Good news for a wandering generation
A June 2020 article in Biola University’s Talbot Magazine described “four common features” of the Jesus Movement: It was counter-cultural; a theological blend of evangelicalism; combined “end times” theology and evangelism; and did not have one leader or organization.
“Central to understanding the Jesus People Movement was their singular devotion to and zeal for evangelism,” according to the article written by Ed Stetzer and Andrew MacDonald. “At the core of the movement’s identity was an abiding belief that the gospel was good news for a lost and wandering generation.”
Internationally acclaimed Evangelist Sammy Tippit has an insider’s perspective on the Jesus Movement. Even as word spread about it, the young Tippit had a burden for teens and young adults and was invited to lead a youth revival in Monroe, Louisiana.
Few came the first night, more the second; the revival stretched into a second week and culminated with thousands at the Monroe Civic Center. At that same time, on Feb. 3, 1970, revival broke out during a 50-minute chapel service at Asbury Seminary in Kentucky, lasting eight days.
“Neither one had anything to do with the other, but God at the moment was moving in the country,” Tippit told The Baptist Paper. “It was just a move of the Lord. There was no organization, no church, no anybody who could take credit for it. It was in answer to prayers of people desperately praying for revival.
‘Desperate to see God work’
“It was very much like the time we’re living in right now,” Tippit continued. “There were racial tensions, political tensions, assassinations of prominent people, the Vietnam War, drugs flowing into the country. All this darkness, and some people became desperate to see God work.”
Tippit soon moved from Louisiana, with his wife Tex, to Chicago to minister in the city’s high crime areas, on downtown streets and in the nightclub district, and became known for leading the Jesus Movement in the city.

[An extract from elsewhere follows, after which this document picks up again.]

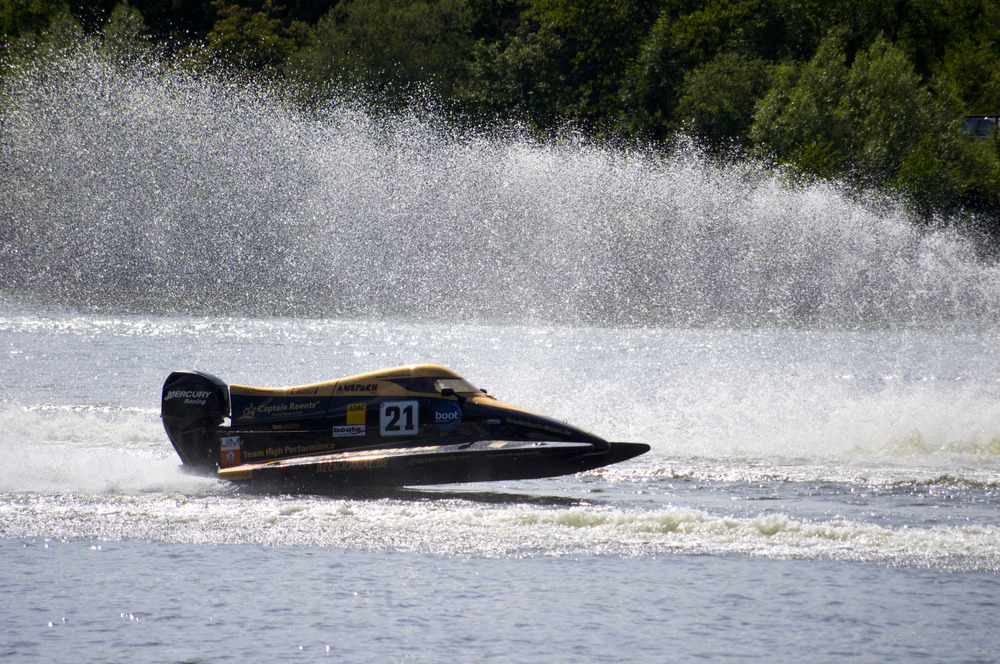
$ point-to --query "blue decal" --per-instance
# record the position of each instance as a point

Nationwide, Christian communes, coffeehouses and the music style of the day imbued with Christian lyrics sprang up as local expressions of the Jesus Movement. They attracted young people who rejected mainstream America and yet longed for connection.

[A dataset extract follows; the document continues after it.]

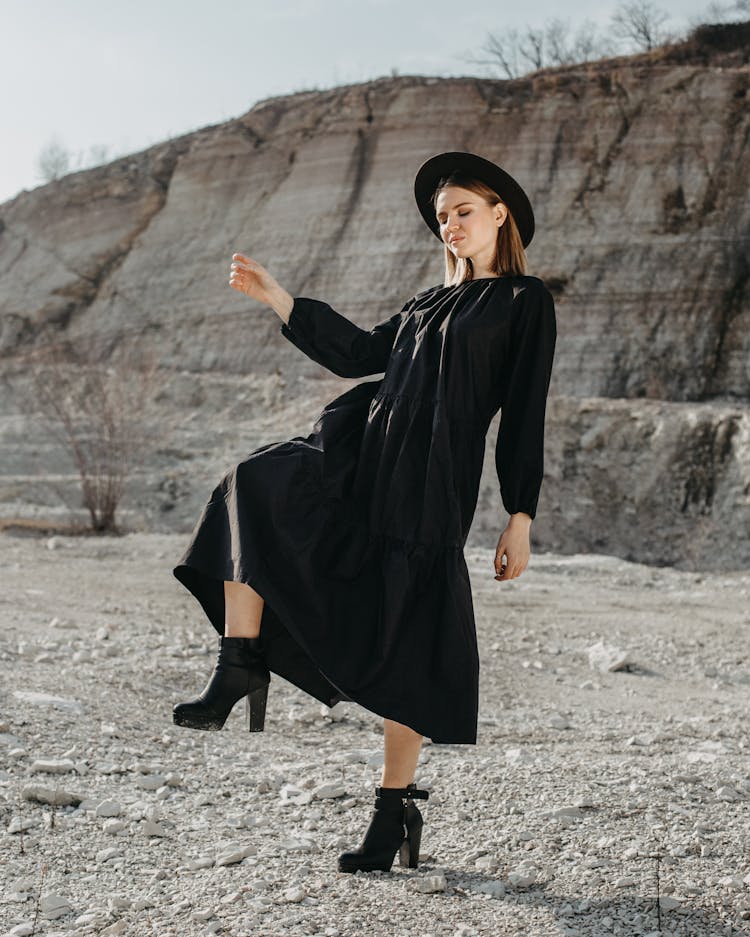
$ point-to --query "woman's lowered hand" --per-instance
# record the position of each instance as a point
(514, 546)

“In the midst of the nation’s pain, chaos and uncertainty it was solely through trusting Jesus that aimless people could find the peace and joy and love they craved,” Tippit explained. “It was because of the Jesus Movement that numerous Baby Boomers remain involved in conservative evangelical churches even to today.
“This was much more than an emotional and counter-cultural religious phenomenon,” Tippit asserted. “It was a moment in history when God answered the prayers of His people, a time in which He intervened in the culture of the day, and a season in which the wind of God blew across the hearts of an entire generation of youth.
“God heard the cries of His people, and a transformational movement was birthed: the Jesus Movement.”